Part 27 - Chapter 5: Back to the Native Land (4/5)
GOD! AND ME?
Just like in Cuba, we went as a family to Catholic mass every Sunday. My parents were both strong believers who took great pride in practising 24/7 what they believed in. To me, religion represented a story you tell children at bedtime. I knew the story was made up from scratch by very imaginative men, and most characters were fictional. Nevertheless, I felt that a deep spiritual message laid under the tissue of lies. When I sang or said prayers, my voice and those of other people around me rising to the vaulted roof above our sinners' heads, I always wondered: what is the meaning of living a miserable life on Earth for a wonderful life in Heaven? Surely, God had played a joke on us and we had all fallen into it like idiots. Inevitably, living miserably to better die wonderfully was just a charade. By rearranging the words in all possible combinations, maybe I could find the right answer.
Live wonderfully to better die miserably in Heaven. Nope!
Live in Heaven the better to die wonderfully miserable. Nope!
Live better miserably to die marvellously in Heaven. Ah, this one is quite good, but probably not.
Die in Heaven to live wonderfully miserable. Umm! Nope!
To better live miserably, die marvellously. Not that one either!
I was very quickly forced to forfeit the Good Lord and his puzzle. Obviously, his sense of humour appeared to be much more elaborate than ours.
You must probably wonder how a young man in the prime of his life with an orientation like mine was able to survive under the strict rules of the Roman Catholic religion. Well, just like everyone else, pretty much everywhere else: by playing along, faking it, chewing on guilt and shame every single day. The latter consisted of my daily sinful meals. My father seemed delighted every time I brought home a girlfriend. The sun and the women of Cuba had made me charming and normal.

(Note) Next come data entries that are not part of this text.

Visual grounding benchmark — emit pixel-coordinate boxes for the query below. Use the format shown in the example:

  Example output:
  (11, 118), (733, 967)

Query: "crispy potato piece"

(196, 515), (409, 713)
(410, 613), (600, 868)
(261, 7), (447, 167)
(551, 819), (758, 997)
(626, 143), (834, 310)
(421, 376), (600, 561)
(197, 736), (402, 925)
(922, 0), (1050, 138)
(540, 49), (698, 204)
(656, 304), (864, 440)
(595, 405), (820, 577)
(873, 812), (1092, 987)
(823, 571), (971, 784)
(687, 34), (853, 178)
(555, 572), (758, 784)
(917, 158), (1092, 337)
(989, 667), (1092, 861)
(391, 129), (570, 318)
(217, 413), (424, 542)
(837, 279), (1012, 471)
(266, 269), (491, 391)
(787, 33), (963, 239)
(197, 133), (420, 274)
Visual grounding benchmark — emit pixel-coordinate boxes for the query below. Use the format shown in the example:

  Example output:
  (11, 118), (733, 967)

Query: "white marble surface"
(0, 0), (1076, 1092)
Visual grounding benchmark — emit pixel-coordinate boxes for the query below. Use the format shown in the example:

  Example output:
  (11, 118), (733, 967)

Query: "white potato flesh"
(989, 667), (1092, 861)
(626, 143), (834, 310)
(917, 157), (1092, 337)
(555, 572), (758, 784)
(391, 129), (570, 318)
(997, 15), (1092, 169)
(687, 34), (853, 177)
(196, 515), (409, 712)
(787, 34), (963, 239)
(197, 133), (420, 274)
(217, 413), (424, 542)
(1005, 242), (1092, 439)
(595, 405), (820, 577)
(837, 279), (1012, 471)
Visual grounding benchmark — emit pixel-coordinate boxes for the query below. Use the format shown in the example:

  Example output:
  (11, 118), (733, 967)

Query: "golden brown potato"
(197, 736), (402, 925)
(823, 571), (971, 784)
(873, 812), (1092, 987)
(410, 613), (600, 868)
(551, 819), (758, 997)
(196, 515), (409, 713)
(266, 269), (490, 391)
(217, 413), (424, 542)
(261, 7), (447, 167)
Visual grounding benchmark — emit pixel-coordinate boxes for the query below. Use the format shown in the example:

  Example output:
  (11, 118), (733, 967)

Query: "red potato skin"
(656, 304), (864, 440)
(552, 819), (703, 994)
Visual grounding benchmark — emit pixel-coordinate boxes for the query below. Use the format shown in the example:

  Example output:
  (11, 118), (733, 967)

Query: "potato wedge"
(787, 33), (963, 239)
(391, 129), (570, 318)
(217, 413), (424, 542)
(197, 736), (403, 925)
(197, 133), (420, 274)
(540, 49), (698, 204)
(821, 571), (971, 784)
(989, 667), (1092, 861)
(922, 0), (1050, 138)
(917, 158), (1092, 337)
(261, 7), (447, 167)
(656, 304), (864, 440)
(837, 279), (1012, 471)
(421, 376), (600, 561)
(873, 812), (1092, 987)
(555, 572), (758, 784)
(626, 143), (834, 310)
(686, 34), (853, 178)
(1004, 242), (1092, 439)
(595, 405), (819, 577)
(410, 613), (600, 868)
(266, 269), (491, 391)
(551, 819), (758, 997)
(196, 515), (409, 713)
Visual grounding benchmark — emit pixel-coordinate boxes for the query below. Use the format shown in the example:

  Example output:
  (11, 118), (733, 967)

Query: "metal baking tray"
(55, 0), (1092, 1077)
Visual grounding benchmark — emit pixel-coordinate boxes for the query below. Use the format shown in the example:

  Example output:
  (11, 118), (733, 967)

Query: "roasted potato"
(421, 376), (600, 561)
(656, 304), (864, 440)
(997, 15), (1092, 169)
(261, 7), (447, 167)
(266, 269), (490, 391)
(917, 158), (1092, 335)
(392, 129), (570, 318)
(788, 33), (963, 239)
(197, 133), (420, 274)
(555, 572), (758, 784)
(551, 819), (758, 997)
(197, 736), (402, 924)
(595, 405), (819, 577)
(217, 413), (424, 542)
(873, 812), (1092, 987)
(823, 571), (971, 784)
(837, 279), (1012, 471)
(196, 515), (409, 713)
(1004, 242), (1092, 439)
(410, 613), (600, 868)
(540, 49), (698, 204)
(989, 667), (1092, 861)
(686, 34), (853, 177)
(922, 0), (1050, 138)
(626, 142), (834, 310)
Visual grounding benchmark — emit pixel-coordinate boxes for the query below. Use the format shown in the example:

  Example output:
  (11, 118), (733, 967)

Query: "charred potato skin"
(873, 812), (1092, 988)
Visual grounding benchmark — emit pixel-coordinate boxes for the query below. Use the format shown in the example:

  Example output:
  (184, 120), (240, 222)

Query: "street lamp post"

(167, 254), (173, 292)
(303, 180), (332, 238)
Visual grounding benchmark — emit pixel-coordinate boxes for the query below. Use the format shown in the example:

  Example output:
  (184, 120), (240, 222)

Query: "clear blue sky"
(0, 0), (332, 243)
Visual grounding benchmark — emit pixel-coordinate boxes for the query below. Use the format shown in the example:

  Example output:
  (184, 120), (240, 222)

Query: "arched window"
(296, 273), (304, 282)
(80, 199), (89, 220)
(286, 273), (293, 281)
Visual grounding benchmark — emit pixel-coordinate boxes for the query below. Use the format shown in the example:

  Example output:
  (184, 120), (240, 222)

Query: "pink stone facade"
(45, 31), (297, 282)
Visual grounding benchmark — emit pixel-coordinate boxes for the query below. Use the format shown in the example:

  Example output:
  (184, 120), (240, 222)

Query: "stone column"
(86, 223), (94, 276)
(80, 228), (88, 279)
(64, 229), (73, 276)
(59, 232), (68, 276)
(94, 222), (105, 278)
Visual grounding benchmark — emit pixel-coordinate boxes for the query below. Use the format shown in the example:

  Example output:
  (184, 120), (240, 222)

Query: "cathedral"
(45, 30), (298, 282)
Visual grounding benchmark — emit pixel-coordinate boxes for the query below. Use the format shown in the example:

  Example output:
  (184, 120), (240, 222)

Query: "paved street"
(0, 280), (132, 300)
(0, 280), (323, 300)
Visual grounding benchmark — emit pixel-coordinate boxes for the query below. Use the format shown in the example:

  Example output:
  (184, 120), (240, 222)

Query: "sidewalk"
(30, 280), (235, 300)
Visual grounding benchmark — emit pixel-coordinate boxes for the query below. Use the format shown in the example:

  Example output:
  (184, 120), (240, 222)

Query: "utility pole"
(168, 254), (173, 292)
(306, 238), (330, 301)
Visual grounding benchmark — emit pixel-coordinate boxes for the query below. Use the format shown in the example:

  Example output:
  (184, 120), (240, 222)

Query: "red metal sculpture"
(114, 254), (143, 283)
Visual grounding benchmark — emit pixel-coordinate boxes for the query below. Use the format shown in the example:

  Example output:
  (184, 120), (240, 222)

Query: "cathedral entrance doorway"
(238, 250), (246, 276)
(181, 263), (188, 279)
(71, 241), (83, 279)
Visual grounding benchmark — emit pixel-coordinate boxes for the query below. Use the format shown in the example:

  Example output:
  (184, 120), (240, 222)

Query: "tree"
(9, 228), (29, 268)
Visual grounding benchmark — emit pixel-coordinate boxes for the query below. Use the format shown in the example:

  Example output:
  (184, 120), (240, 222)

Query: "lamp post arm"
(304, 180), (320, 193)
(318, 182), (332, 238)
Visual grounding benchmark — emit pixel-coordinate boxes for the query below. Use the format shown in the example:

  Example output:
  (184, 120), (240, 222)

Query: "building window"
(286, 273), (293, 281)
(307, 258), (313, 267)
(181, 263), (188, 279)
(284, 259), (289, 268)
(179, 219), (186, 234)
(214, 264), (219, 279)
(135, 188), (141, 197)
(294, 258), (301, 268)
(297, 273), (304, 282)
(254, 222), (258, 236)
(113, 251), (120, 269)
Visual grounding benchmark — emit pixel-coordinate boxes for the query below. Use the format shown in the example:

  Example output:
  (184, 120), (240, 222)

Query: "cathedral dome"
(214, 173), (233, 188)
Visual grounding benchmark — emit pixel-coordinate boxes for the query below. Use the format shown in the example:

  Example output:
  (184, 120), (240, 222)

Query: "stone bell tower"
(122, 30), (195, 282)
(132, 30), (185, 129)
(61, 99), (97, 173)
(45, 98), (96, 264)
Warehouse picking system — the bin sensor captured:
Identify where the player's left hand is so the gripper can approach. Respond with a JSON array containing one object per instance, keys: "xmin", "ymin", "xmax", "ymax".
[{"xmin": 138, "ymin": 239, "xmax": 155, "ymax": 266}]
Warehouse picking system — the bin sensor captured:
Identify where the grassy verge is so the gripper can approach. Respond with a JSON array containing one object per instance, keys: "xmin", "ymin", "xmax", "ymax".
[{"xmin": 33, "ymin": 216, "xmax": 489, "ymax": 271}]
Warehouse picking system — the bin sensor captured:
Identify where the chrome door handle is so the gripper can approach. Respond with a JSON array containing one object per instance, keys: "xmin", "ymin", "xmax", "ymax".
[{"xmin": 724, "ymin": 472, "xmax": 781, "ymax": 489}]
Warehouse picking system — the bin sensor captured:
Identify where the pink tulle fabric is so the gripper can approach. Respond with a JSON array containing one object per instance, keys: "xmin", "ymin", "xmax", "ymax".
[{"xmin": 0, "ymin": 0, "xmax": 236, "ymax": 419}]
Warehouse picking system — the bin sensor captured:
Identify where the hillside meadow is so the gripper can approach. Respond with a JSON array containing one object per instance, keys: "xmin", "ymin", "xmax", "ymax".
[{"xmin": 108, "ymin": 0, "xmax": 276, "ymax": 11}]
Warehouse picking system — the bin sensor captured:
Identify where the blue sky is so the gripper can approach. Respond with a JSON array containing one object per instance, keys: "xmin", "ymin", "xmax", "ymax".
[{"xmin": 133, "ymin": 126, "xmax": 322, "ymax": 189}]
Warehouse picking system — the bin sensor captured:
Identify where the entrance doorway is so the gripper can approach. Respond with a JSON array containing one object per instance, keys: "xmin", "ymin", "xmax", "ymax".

By pretending for so long, I even managed to convince myself that I had indeed changed, exorcised by the power of time. But all it took was a yellow skirt, an immigrant woman with brown skin to throw me back into Feliz's arms in an instant. I sometimes still ask myself if my girlfriends noticed. I was there with them without being there. I was a living dead hanging on these beautiful women's arms like a piece of linen on a coat rack.